In fact, during my opening day of first grade in northern Minnesota my classmates picked up on that and displayed their poetic skills. “Kenny Heard, the big bird turd,” they chanted, bringing me to tears and a vow never to return to public education.
So, it was an indication of the way things would be for many years. I was little, shy and unaggressive in those days. It continued on into high school when, after moving from the north to rural Arkansas, I played the perpetual role of an easy target.
The television show “Happy Days” had become popular while I was in ninth or 10th grade and while everyone else loved it, I dreaded the weekly program. The word “nerd” became staple from that show and it doomed me. I became the quintessential nerd. Say my name aloud “Ken Heard.” If you run it together, it becomes “Ken Nerd.”
Doomed, I say.
It was sports and the APBA game that helped dig me out of that. My knowledge of basketball gleaned from playing the APBA solitaire game made some of the more popular kids take notice that, hey, maybe I wasn’t such a geek after all.
I played the game constantly, learning the nuances of the players and then regaling my classmates with an information overload about sports they were unaccustomed to. I sounded like a sports announcer to them and while the NBA wasn’t that popular in Arkansas then, I had an authority that made them realize that perhaps I wasn’t totally stupid.
I think the shedding of the nerd I had came early one morning at a miniature golf course in the Arkansas town where I lived. I worked as a dishwasher at a restaurant/bar while in high school and I and a coworker — one of the more popular ones at our school — were too wired after a late shift to go straight home. We drove around in his car playing Aerosmith’s “Toys In the Attic” album on his cassette before ending up putting at the mini golf course. I was apprehensive at first. Me, an unpopular nerd playing golf with the coolest kid there was. But as we went through the holes, dodging the windmills, whacky banked walls and goofy hills, I went to my basketball forte and we talked sports. And I didn’t come across as a stuttering, retarded person.
We were tied at the 18th hole when a police officer drove in, shined a spot light on us and then walked quickly toward us. It was 2 a.m. and we were kids, after all.

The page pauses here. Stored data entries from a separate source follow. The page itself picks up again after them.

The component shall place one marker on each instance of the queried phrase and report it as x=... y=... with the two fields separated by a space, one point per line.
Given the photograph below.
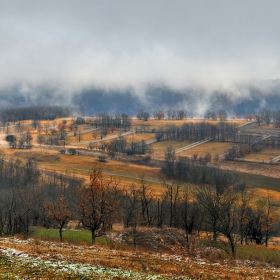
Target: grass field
x=140 y=136
x=71 y=236
x=154 y=123
x=214 y=148
x=264 y=154
x=160 y=147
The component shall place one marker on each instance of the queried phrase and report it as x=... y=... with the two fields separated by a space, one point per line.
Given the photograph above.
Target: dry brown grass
x=154 y=123
x=160 y=147
x=140 y=136
x=213 y=148
x=265 y=154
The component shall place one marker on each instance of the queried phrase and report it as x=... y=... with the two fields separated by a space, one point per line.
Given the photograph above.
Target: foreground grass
x=71 y=236
x=35 y=259
x=27 y=268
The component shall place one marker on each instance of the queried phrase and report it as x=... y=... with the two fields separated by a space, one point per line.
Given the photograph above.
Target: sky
x=213 y=45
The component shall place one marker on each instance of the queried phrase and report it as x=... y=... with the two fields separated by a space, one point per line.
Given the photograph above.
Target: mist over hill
x=90 y=101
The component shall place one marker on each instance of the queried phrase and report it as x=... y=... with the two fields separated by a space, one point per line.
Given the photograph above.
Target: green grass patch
x=71 y=236
x=258 y=253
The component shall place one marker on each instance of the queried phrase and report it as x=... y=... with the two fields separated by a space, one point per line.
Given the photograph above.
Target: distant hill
x=242 y=100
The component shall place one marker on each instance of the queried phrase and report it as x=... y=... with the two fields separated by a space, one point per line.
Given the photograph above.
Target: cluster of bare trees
x=219 y=205
x=268 y=116
x=22 y=141
x=24 y=190
x=34 y=113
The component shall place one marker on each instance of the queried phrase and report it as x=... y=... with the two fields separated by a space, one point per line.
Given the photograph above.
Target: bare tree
x=96 y=203
x=59 y=211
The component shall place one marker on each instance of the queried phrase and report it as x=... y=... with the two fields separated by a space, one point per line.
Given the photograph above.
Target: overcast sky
x=75 y=44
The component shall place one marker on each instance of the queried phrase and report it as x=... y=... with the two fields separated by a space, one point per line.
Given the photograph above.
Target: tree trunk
x=93 y=236
x=60 y=234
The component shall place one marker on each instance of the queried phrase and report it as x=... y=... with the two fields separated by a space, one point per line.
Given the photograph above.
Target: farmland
x=130 y=170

I calmly sank a 10-foot putt into the clown’s mouth to win under the imminent pressure of the possibility of incarceration (you don’t see Tiger doing that on the PGA), and unshackled the nerd crown I wore since being at the school. Later that morning at school, the cool kid told others that I was “okay” and knew my basketball.
Two years later, I was elected my senior class president by the same people who before only referred to me when talking about turds and nerds.
I never amounted to much after that, and I’m still called “turd” at times, but I don’t care as much and it doesn’t bring me to tears. And I’m still a nerd.
But I know from playing APBA for so long that I can keep up with any sports historian and I know that when the pressure is really turned up, and the cops are closin’ in, I can calmly draw back the putter and sink a 10-footer.